Andretti managed to do just that last year with Herta and Alexander Rossi particularly going on a strong run to end 2020.
The struggle in that season was the introduction of the aeroscreen. Andretti suffered more than most teams in adapting its set-ups to cope with the added weight high up and at the front of the car, which encourages understeer.
After that late-year run, many expected Herta and Rossi to be in title contention this season but Herta is all but out of the conversation and Rossi is another 51 points behind Herta having yet to score a podium this season.
Herta said his stablemates are “pushing hard to get going” and praised the atmosphere in the team despite Ryan Hunter-Reay and James Hinchcliffe being under heavy pressure to keep their seats.
But he also offered his thinking as to why the team perhaps hasn’t continued the form of last season into this.
“The biggest thing is I think there’s been some pretty big steps from other teams, like McLaren, Rahal, Coyne, they’ve made big steps,” says Herta.
“I think Ganassi and Penske have made steps, but obviously they were already really good last year. So I think their steps are smaller.
“Whereas a lot of guys have found a lot of pace. So whether that be just being more comfortable in IndyCar or what it seems to be is, they’ve found some stuff with the aeroscreen that’s working better for them and set-up with the car is better.
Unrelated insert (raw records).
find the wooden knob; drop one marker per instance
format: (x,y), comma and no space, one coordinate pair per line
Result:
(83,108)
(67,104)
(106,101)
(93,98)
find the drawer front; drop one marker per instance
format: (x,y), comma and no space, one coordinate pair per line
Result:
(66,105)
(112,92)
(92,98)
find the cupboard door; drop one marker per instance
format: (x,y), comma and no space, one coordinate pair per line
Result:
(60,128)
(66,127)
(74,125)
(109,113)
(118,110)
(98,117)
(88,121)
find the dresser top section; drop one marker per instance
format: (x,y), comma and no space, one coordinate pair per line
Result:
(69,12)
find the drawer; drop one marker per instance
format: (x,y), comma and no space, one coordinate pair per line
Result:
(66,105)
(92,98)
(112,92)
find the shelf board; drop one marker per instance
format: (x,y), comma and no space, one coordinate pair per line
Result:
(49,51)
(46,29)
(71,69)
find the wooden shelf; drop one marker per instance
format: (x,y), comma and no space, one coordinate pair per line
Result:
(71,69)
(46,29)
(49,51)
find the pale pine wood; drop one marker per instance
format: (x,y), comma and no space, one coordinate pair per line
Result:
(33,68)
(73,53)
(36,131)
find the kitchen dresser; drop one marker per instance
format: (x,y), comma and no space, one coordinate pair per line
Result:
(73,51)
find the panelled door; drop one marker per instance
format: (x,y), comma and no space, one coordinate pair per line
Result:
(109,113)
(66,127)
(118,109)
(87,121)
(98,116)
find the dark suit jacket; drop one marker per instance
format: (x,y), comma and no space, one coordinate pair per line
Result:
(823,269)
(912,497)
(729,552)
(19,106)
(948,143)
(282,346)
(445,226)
“It’s so competitive right now that you need to be on top of it as soon as you roll off the truck, you need a good car, and you can’t be trying to find big chunks in practice, you need to be finetuning at that point.
“The car needs to roll off the truck good and if you’re not, you’re just going to be behind for the whole weekend.”
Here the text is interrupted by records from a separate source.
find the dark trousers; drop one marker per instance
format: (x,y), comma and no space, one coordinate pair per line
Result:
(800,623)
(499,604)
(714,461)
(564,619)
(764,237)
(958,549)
That’s not an issue Herta has experienced too much in the sense that his car has had the pace to fight at the front. But where it has hurt his season is that those around him are performing better and in a position to capitalise better on any mistakes Herta and his team may have made.
To illustrate this, at the end of the 2020 season only five drivers in the top 10 had an average finishing position of 9.7 or better.
In 2021 so far, only two drivers in the top 10 have a finishing record worse than that, Herta with 11.2 and Takuma Sato with 10.6.
These stats mean the lack of execution Herta mentioned has hurt the team this year, but his pace is strong.
Since Herta entered IndyCar, The Race has been continually impressed by his ability to fix his weaknesses. In his first season he had really high peaks with two victories but lacked consistency. Last year he was much more consistent and better on his tyres. This year he’s vastly improved his fuel saving.
It’s an admirable growth Herta is going through and one that – even if this is another season that’s not going his way – is making him a more and more consistently brilliant and all-rounded driver.
Dixon and Newgarden have provided that blueprint and Herta is following in their footsteps.
Of all of IndyCar’s young stars, Herta and championship leader Alex Palou appear the most rounded and that is a trait that’s proven to equal IndyCar success, when it’s married with speed. And speed has never been an issue for Herta, which is why he’s currently the series’ fastest driver over one lap.